I don't know all of the others so some are not on my personal preference lists for that reason alone.  Also, much would depend on whether you're expecting to spend more time at Disney, at Universal/Sea World, at the resort or elsewhere.  Location makes a difference when you're commuting a lot.

Maybe this gives you a tiny starting point for looking up the reviews to make your own list?    HTH!


----------



## suzanne (Jul 13, 2008)

We are staying at HGVC International Drive for the first time in November. We will be there the week of Thanksgiving. I also will call and ask for  builidng 7 and a high or top floor unit. There will just be be me and hubby so walking to the pool will not be a problem. We like to have a balcony that we can sit out on in the early morning with our coffee and see something besides other buildings or parking lots. The lake view sounds beautiful. One other question if you don't mind, are the units non smoking or can we request a non smoking unit? 

Suzanne


----------



## bogey21 (Jul 13, 2008)

I picked up one of those 9,000 (or thereabouts) Weeks at Orbit One for my Ex-Wife, my Daughter and her 3 yo.  Both Ex and Daughter were well satisfied.  Particularly pleased with location.

George


----------



## luv2vacation (Jul 13, 2008)

suzanne said:


> We are staying at HGVC International Drive for the first time in November. We will be there the week of Thanksgiving. I also will call and ask for  builidng 7 and a high or top floor unit. There will just be be me and hubby so walking to the pool will not be a problem. We like to have a balcony that we can sit out on in the early morning with our coffee and see something besides other buildings or parking lots. The lake view sounds beautiful.
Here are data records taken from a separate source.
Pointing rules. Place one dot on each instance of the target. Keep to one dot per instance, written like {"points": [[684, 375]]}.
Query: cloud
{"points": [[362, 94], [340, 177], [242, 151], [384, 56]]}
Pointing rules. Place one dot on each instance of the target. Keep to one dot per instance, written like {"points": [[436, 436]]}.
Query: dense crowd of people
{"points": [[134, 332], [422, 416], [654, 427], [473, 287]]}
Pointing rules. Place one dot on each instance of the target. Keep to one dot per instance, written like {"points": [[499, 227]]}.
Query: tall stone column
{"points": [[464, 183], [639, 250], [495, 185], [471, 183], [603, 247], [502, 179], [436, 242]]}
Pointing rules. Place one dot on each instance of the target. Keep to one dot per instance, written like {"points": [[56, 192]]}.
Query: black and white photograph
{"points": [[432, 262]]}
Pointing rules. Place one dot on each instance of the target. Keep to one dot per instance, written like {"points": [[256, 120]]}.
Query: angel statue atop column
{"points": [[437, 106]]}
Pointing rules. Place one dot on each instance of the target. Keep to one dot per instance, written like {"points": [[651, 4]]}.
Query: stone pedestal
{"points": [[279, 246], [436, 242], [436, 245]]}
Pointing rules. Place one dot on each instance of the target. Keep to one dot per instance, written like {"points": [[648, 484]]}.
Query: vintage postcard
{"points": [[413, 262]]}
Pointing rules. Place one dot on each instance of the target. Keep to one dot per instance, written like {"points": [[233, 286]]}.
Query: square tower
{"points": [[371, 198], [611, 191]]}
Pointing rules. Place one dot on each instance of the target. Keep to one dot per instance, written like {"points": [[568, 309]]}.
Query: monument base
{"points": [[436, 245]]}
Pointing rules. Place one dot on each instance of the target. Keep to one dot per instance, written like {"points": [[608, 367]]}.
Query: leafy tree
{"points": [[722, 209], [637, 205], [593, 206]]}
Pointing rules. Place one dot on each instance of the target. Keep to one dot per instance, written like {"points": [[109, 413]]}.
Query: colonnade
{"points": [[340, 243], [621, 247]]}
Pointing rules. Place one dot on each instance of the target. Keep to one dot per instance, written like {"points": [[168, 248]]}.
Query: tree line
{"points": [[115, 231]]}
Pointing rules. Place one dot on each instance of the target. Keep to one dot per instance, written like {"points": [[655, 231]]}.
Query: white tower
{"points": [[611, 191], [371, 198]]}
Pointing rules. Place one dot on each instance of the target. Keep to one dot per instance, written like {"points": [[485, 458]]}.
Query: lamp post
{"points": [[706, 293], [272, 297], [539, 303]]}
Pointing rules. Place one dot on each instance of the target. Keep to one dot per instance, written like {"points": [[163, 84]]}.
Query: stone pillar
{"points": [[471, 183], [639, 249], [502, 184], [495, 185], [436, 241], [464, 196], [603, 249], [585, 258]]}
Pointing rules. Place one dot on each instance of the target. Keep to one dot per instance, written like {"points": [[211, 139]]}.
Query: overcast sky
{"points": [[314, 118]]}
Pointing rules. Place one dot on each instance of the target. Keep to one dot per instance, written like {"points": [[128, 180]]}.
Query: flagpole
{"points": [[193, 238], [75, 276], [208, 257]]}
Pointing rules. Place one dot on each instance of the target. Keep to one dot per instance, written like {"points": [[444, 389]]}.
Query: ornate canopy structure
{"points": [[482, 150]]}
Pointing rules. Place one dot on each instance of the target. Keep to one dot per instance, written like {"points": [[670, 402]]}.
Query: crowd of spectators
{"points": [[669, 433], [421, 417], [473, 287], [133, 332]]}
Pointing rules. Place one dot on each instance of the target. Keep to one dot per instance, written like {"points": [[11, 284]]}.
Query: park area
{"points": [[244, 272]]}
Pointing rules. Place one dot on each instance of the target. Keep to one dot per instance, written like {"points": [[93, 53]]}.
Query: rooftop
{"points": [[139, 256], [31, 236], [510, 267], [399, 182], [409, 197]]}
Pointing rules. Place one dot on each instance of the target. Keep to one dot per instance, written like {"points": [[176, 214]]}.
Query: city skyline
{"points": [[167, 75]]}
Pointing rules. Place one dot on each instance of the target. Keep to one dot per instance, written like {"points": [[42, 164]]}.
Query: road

One other question if you don't mind, are the units non smoking or can we request a non smoking unit?
> 
> Suzanne



I believe they are all non-smoking.

Here's some pictures of the view.  The sound of the fountain was soothing, too.  We also sit on the balcony each morning, Hubby with coffee, me with tea.


----------



## suekap (Jul 14, 2008)

The view was absolutely beautiful.  Was the first picture showing the main pool?  Also, it that the bridge to walk over from building 7 to the main pool?


----------



## suekap (Jul 18, 2008)

Is the bridge about the length of a football?


----------